JOHN DYKE AND THE TURNIP TRUCK HAVE EVOLVED WITH A CHANGING CITY.

Written By:  Nancy Vienneau

Photographers:  Ron Manville

Inside the newest iteration of The Turnip Truck in East Nashville, it’s easy to be enthralled by the expansive space, the walls of glass, the wide aisles, the brilliant displays of produce, and the second-floor bridge overhead. Founder John Dyke feels that too, but he is also proud to trace that growth to the store’s humble beginnings.

The son of a Greeneville, Tennessee, farmer who grew up eating fresh-as-it-gets foods, Dyke was instilled with a love of farm life and the good things it produced. He knew what a tomato should taste like. Bringing that goodness to the marketplace was sparked at a beloved and bygone store, Sunshine Grocery, after Dyke moved into East Nashville’s Edgefield neighborhood in 1990.

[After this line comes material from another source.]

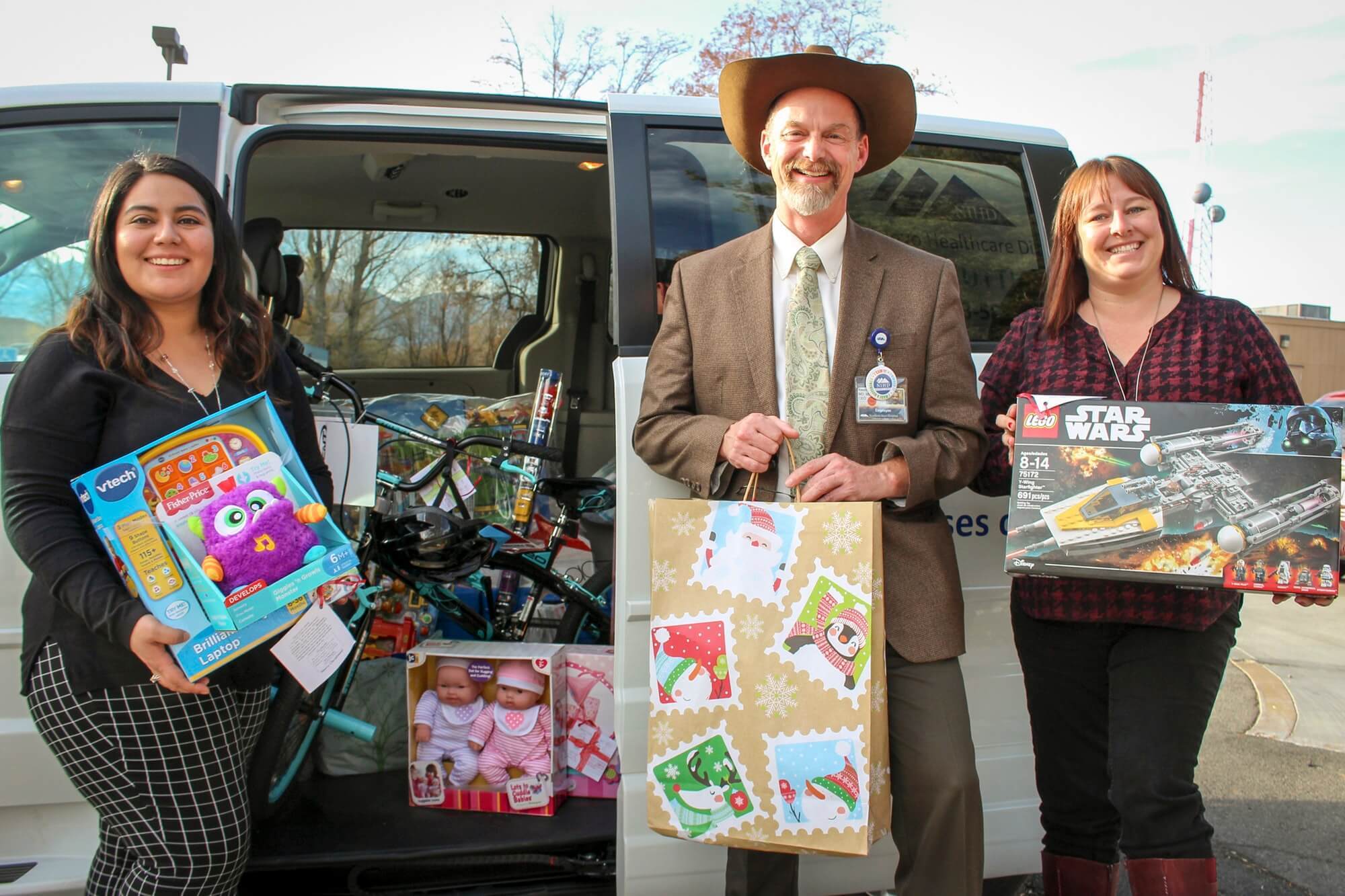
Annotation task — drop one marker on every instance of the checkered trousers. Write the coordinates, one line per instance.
(166, 771)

“I had allergies and found the local bee pollen I needed on the other side of town at Sunshine,” Dyke recalls. “But I found more. They had all-natural foods, organic produce—some of it locally grown—bulk spices, even great deli sandwiches. It also had a real spirit of community. Staff and customers engaged. People I knew from my neighborhood shopping there. And I thought, We need a place like this in East Nashville.”

It took time, research, and diligence for Dyke to learn the basics of the business and get the right location. In May 2001, he opened The Turnip Truck at 10th and Woodland in a building that went up a century earlier as an H.G. Hill grocery store. It felt right to return it to its original purpose, he says. Using Sunshine Grocery as his model, he sold whole foods—and as much local as possible.

“In the early days, we faced many challenges,” Dyke says. “I came to this understanding: This is a neighborhood store. I own it, but it’s my customers to shape. I’ll listen. Give me feedback.”

And the community did, embracing The Turnip Truck straightaway. That helped him align with the best supplement companies, ones with standardized testing, training, and education.

“We had outgrown the building by the time we opened our [second] store in The Gulch,” Dyke admits.

But that gave his team time to hone new aspects of the business just introduced there—like hot food service, a deli, and a juice bar—and to plan the new store in East Nashville. Just blocks from the original location, the flagship now boasts more than 12,000 square feet, offering full-service meat and seafood departments, a bakery and deli, beer and kombucha on tap, a hot and cold bar, and bountiful displays of fruits and vegetables that greet you as you enter. The second-floor bridge overlooks it all.

“The community is the heart of our store,” Dyke says. “We wanted to provide a café space where our customers can go to eat, read, relax.” The Turnip Truck will soon host cooking demonstrations and classes. Other future plans include aquaponics, rooftop gardens, and a greenhouse.

“Food that travels zero miles—think how amazing that will be,” Dyke says.